In either of the situations above, where a person dies intestate or with only a will in place, the person’s estate needs to be probated if it has property to which the title must legally be passed to someone else. Probate serves a useful function in society, by providing an orderly system for notifying heirs of distributions and making sure that estate assets go to the people who are supposed to receive them. Probate in Texas is considered relatively easy and inexpensive compared to many states, but there are still reasons that cause many to avoid it:

  1. Probates, like almost all court proceedings, are public. Any interested person can stop by the probate court and ask to see a copy of a person’s probate file. The file will usually include the person’s will, a list of heirs, a list of assets and their approximate values, and a host of other information. Many people consider this a violation of their privacy.
  2. Probates can take a long time—usually somewhere between eight months and two years. Certain assets of the estate are frozen during this time. It is not unusual in a probate for a surviving spouse to have to petition the court for an allowance from the estate to provide for day-to-day living expenses. In Texas, there are expedited probate processes for simple estates, so if you have a small estate with no debt, it will not take this long.
  3. Probates can be very expensive. Probate fees, which are the fees paid to the executor and the attorney for the estate, can easily run into the tens of thousands of dollars depending on the size of the estate.
  4. If you own property in more than one state, your heirs will have to go through probate in each state where own property, multiplying the time, expense and hassle of transferring your assets to your heirs.

Revocable Trusts

For these reasons, many people choose to avoid the probate process by setting up a revocable trust. A trust accomplishes the same goal as a probate: distributing assets to the people who should receive them. However, a trust is generally considered superior to a probate for several reasons.

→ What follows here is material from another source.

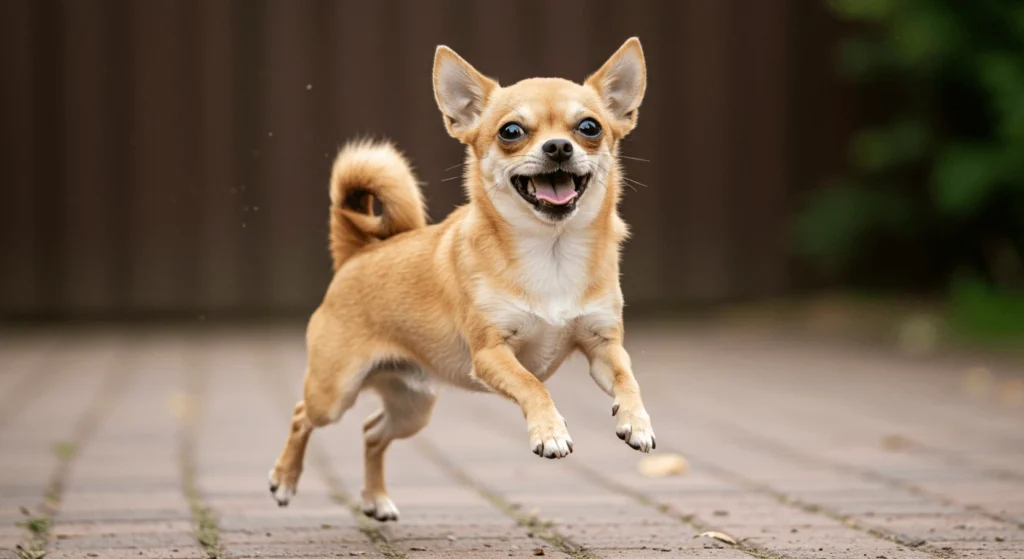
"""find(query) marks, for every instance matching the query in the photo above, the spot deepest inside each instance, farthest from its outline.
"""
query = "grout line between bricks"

A properly-drafted trust allows a person all the flexibility of a will, but with the added advantage of private, non-probate administration. A trust administration is private—the only people entitled to notice or accounting of trust assets are the beneficiaries of the trust. Distribution of trust assets can often be accomplished within a few weeks of the death of the person who set up the trust. In addition, a trust administration is usually fairly inexpensive compared to a probate. Where a probate might cost the estate thousands or even tens of thousands of dollars, a trust administration can often be completed for a small fraction of that amount – or nothing.

Setting Up a Trust

Drafting a trust or a will may appear to be relatively simple, and many people use inexpensive forms or computer programs to set them up themselves. However, there are numerous pitfalls that can cause problems for the unwary. Oftentimes people will be unaware of important provisions in the law that may lead to unintended consequences. Sometimes individuals inadvertently disinherit someone they intended as a beneficiary, and sometimes, as mentioned above, individuals cause significant problems for beneficiaries who are receiving state or federal disability or other benefits. An improperly drafted trust can also cause significant tax headaches for a surviving spouse or child.

For these and many other reasons, it is always good practice to consult with an attorney who specializes in trust and estate law. Consider it a wise investment in the future for your heirs.